Thursday, January 21, 2010

37-08 Utopia Parkway

Joseph Cornell (1903-1972)
Medici Slot-Machine, 1942
Box construction with painted glass.

Betty Benton was a good friend of my grandparents’. She and her husband, Jack, lived for many years on an adjoining duck farm in Westhampton. As a child Betty studied art with Edward Hopper, but it was her older brother, Joseph Cornell, with great support from his sister, who went on to artistic acclaim. Joseph (1903-1972) and younger brother Robert (1910-1965), who had cerebral palsy, lived most of their lives at 37-08 Utopia Parkway in Flushing with their domineering mother (d. 1966) and annually visited Betty and Jack, as well as their sister Helen Jagger, on Long Island. My father remembers both Robert and Joseph being in Westhampton. According to his biography, "Cornell shared close relationships with his siblings, and was especially attached to his brother whom he took care of as an adult."

In 1964, my grandfather, an avid collector of antique toy trains, received this letter from Robert, also a collector of trains, after a visit to Utopia Parkway:
March 7, '64

Dear Charlie,

I want to thank you for helping to make February 23rd a wonderful day for me and the rest of the folks--a day to be remembered for years on end! I don't know where to start. It was grand to see Fran, you, Betty and my new friend--Henry.
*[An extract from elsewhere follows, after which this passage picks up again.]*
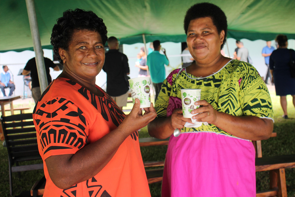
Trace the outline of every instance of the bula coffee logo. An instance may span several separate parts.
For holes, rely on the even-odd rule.
[[[184,99],[184,104],[186,105],[189,105],[191,103],[191,101],[189,98],[186,98]]]
[[[145,92],[146,93],[148,94],[150,93],[150,86],[146,86],[144,88],[144,90],[145,91]]]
He certainly had a lot of interesting things to tel us. Gee--I wish I had a tape recorder that day!! At last we got together. Can't wait to see you again sometime in the near future. Joe Ranker--the big fellow--has been wanting to meet you for a long time.

Now let me thank you for the large Lionel dump car. It has been cleaned and oiled and looks just great. My "line" of 200 series cars grows apace.

Your trolley cars sure did "steal the show." I was glad to see Joe's "Presidents' Special" set--Never thought I'd live to see one outside of a catalog--a real one. The Trolley and the Special were all "show stoppers"--Let us say. Your items are in remarkable condition. A lot of collectors would like to be in your shoes!

Am glad you say my new shelves--on the wall over my desk--they are a wonderful place for storage and display. Thank you again very much for the Lionel car and for all you did for all of us. Hope we have another "Meeting" sometime.

Please give my very best to Fran and everyone.

Sincerely,
Bob
My Great Aunt Helen was an early scholar of Cornell’s work, writing her masters thesis on Cornell's Medici Slot-Machine at the University of Iowa in 1978. The version archived here includes a note of approval and appreciation from Betty. In 1981, Helen published a version of this article on Cornell in Arts Magazine.

Included in this online Cornell archive at the Smithsonian is a wonderful article on Cornell by his friend and admirer, the poet, Mina Loy, who writes, “It was a long aesthetic itinerary from Brancusi’s ‘Golden Bird’ to Cornell’s ‘Aviary.’ The first is the purest abstraction I have ever seen; the latter the purest enticement of the abstract into the objective.”

Mina Loy on Joseph Cornell, 1950

From the notes on the Joseph Cornell Papers:
After Robert's death in February 1965, Cornell created a series of collages in his memory, many of which incorporated his brother's drawings of animal characters. In January 1966, he exhibited some of these collages, alongside a selection of Robert's drawings, in a show at the Robert Schoelkopf Gallery, "Robert Cornell: Memorial Exhibition."
. . .
Estate Papers provide insight on the exhibition and sale of Cornell art works after his death; the disposition of his belongings (including art work, papers, books, records, and source material); and [Elizabeth] Benton's efforts to foster and safeguard the memory and legacy of Cornell. The Robert Cornell Papers include correspondence, writings, art works, photographs, printed material, and scattered financial and personal records, documenting the full and creative life Robert led despite being confined to a wheelchair. Their inclusion in the collection suggests the family's effort to foster Robert's memory.
In addition, the poet Elizabeth Bishop was a great admirer of Cornell's work, making this painting in homage to the Medici Slot-Machine:

"E. Bishop’s Patented Slot-Machine" [watercolor and graphite on paper, 7 7/8" wide x 9 7/8" high] (Benton 77)

The catalog description of the painting notes:
The slot-machine fascinated Bishop, who wrote about it in her poem "The Soldier and the Slot Machine":

Its notions all are preconceived.
It tempts one much to tear apart The metal frame, to investigate
The workings of its metal heart,

The grindings of its metal brain,
The bite of its decisive teeth.
Oh yes, they decorate the top
But not the underneath.

Written in the 1940s, the poem was rejected by The New Yorker at the time, and finally published in Edgar Allan Poe & The Juke-Box (2006). Bishop mentioned her rapture at first seeing Joseph Cornell’s Medici Slot Machine while she was an undergraduate at Vassar in an interview with Elizabeth Spires in 1978.


Joseph Cornell papers, 1804-1986, bulk 1939-1972. Archives of American Art, Smithsonian Institute.